University of Tennessee Athletics
17 UT Swimmers Depart for Olympic Trials
June 22, 2012 | Women's Swimming & Diving
June 22, 2012
Seventeen current or former Tennessee swimmers will compete for positions on Team USA beginning Monday at the U.S. Olympic Trials in Omaha, Neb.
The Trials run Monday through July 2 at the CenturyLink Center, which holds more than 13,000 spectators. The top two finishers in each event automatically qualify for the Olympics.
NBC will broadcast the finals every night at 8 p.m. Eastern. All but the fastest heats of preliminaries will be streamed live at usaswimming.org. The fastest heats of preliminaries will be shown tape delayed on NBC Sports.
For news and notes heading into next week:
THE LADY VOL COMPETITORS
The Lady Vols are scheduled to have 13 swimmers in the field, headlined by 2008 Olympic silver medalist Christine Magnuson and 2012 first-team All-SEC performers Jenny Connolly, Kelsey Floyd, Lindsay Gendron, Molly Hannis and Caroline Simmons.
Magnuson, who won the silver medal in the 100-meter butterfly at the 2008 Olympics, now trains in Arizona and plans to compete in 100 butterfly, the 50 freestyle and the 100 freestyle. She has the second-fastest seed time in the 100 butterfly (57.32 seconds) and is also the event record-holder in the Olympic Trials, swimming in 57.50 to qualify for the 2008 team.
Connolly won two individual titles in her final SEC Championship in February and made headlines last summer by winning the gold medal in the 50-meter backstroke in a meet record-setting performance at the World University Games. She also won silver in the 100 backstroke at the meet.

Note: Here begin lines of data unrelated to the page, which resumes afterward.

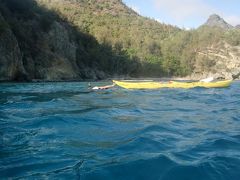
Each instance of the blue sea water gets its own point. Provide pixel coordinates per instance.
(66, 131)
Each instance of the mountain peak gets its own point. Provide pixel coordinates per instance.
(215, 20)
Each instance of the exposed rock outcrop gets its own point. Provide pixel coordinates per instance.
(11, 67)
(221, 61)
(216, 21)
(57, 61)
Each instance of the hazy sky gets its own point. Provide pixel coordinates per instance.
(187, 13)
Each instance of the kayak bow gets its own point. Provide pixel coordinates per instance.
(172, 84)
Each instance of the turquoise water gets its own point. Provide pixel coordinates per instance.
(65, 131)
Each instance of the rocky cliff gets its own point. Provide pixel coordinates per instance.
(216, 21)
(221, 61)
(11, 67)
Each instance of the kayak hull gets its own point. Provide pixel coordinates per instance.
(172, 84)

Connolly is slated to swim in the 100 backstroke and the 100 butterfly. She has the sixth-fastest seed time in the 100 backstroke (1:00.21), a race that promises to be a closely contested one with four swimmers clocking times under a minute. The also has the 12th-fastest seed time in the 100 butterfly (59.02).

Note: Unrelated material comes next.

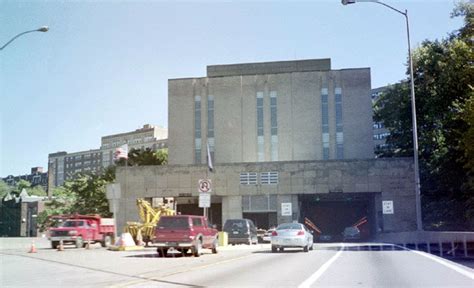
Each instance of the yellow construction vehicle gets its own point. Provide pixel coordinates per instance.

Floyd, a rising senior, won the SEC title in the 200-yard butterfly and also took bronze in the 100 butterfly last season as a junior. At the NCAA Championships, she took third place in both those events. She is competing in the 100 butterfly, the 200 butterfly and the 200 freestyle.
Gendron is entered in the most events of the Lady Vols, swimming the gamut of freestyle events: the 100, 200, 400 and 800 races. She placed sixth at NCAAs in the 200 freestyle, and in a show of versatility, also finished 16th in the mile.
THE VOLS IN THE FIELD
Brad Craig, the back-to-back SEC champion for Tennessee in the 100-yard breaststroke in 2010 and 2011, is among the four Vols competing at the trials. He is among the veteran Tennessee swimmers departing for the trials, having competed at the 2008 event. Craig is set to swim the 100 and 200 breaststroke.
Rising junior Samuel Rairden is Tennessee's top returning swimmer, having earned a silver medal in the 100 backstroke at the 2012 SEC Championships. Rairden has one of the busiest schedules of the Tennessee swimmers, set to go in the 100 freestyle, 200 freestyle, 100 backstroke and 100 butterfly.
TENNESSEE IN THE OLYMPICS
The Vols have boasted 19 Olympians in the past, including five who have medaled at the Games. Four Vols swam at the 2008 Olympics in Beijing: Octavio Alesi (Venezuela), Andrew Bree (Ireland), Jonas Persson (Sweden) and Jevon Tarantino (USA).
The Lady Vols have had seven Olympians over the years, including two at the 2008 Games: Magnuson (USA) and Fabiola Molina (Brazil).
Diving coach Dave Parrington has been to the Olympics as both a diver and a coach for Zimbabwe.
DIVING ONGOING
Tori Lamp and Michael Wright still have one day to go in the U.S. Olympic Diving Trials in Federal Way Washington.
Lamp is in fifth place heading into the final round of the women's platform. The rising redshirt junior from Knoxville has a score of 641.15, putting her 62.60 points behind second place. Like the swimming trials, the top two in diving make the Olympic team.
Wright is in 12th place in the finals of men's 3-meter springboard.
The men's 3-meter finals will be held Sunday at noon Pacific (3 p.m. Eastern) with the women's platform to follow. The competition will be televised on NBC.